For example, imagine you 'game' the system in such a way that you will
definitely be in an otherwise-empty seat, and you would only buy a ticket if
you successfully got your intended discount. Then, airlines wouldn't be
incentivized to 'adjust' and you could keep getting discounts.

We are playing with a few prototypes to do exactly this at
[http://www.projectcaspini.com](http://www.projectcaspini.com). Sign up for
the mailing list if you are interested.

------
DanielBMarkham
In the states, the more I deal with cellular companies and airlines, the more
I hate them.

It's not just me: it's a common opinion. One prominent business magazine had a
cover a few years back titled something like "The companies we all hate"

Consumers like to purchase things in atomic units and simple terms. If I go to
the grocery store, there's a bushel of apples. The sign says "Granny Smith
apples: $1"

I can confidently pick up an apple, walk to the register, and expect to pay a
dollar.

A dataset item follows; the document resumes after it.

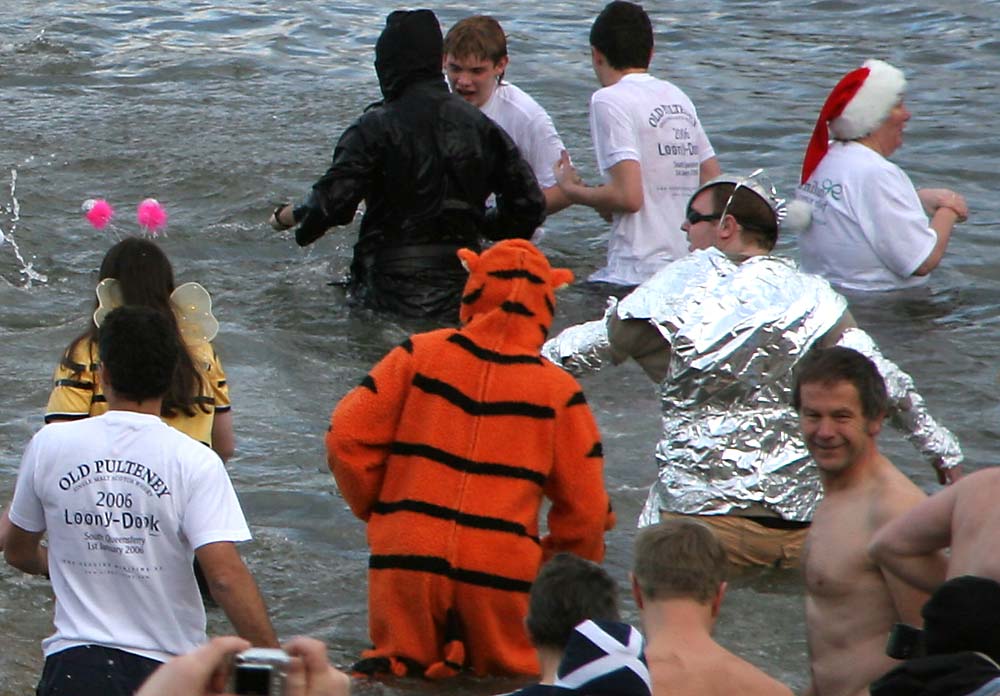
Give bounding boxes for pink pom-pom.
[136,198,167,235]
[83,198,115,230]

The grocery store can advertise their wares and prices in the paper or
online and I can plan on going to the store and making the same exchange.
People like being able to predict how much of one thing they have to trade for
an amount of something else. When lots of competitors do this in a market that
anybody can participate in, it's good for everybody.

But when I buy an airline ticket? The rules are many times so byzantine that
entire cottage industries have sprung up in an effort to capitalize on them.
How much does it cost to fly coast-to-coast? Beats the heck out of me. There
is no answer. Could I pick up a job where I had to fly ten times from point A
to point B with a few day's notice and be able to include travel costs in the
price? No, not unless I were to charge up to 17 times the cheapest rate.

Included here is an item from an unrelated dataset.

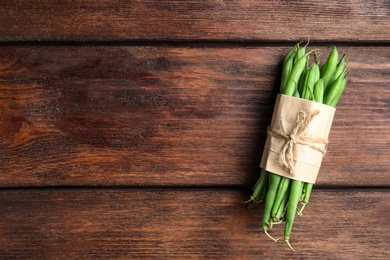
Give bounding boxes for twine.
[268,110,328,176]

Complex pricing systems may be great for the airline, but they're damaging to
the free and open market. Instead of using rapidly-changing yield management
systems, we'd all be better off if they just used an cross-carrier auction
with transferable tickets. Let downstream providers handle liquidity.

I doubt this will happen, and instead there will be more penny-pinching, crazy
rates, and unhappy customers.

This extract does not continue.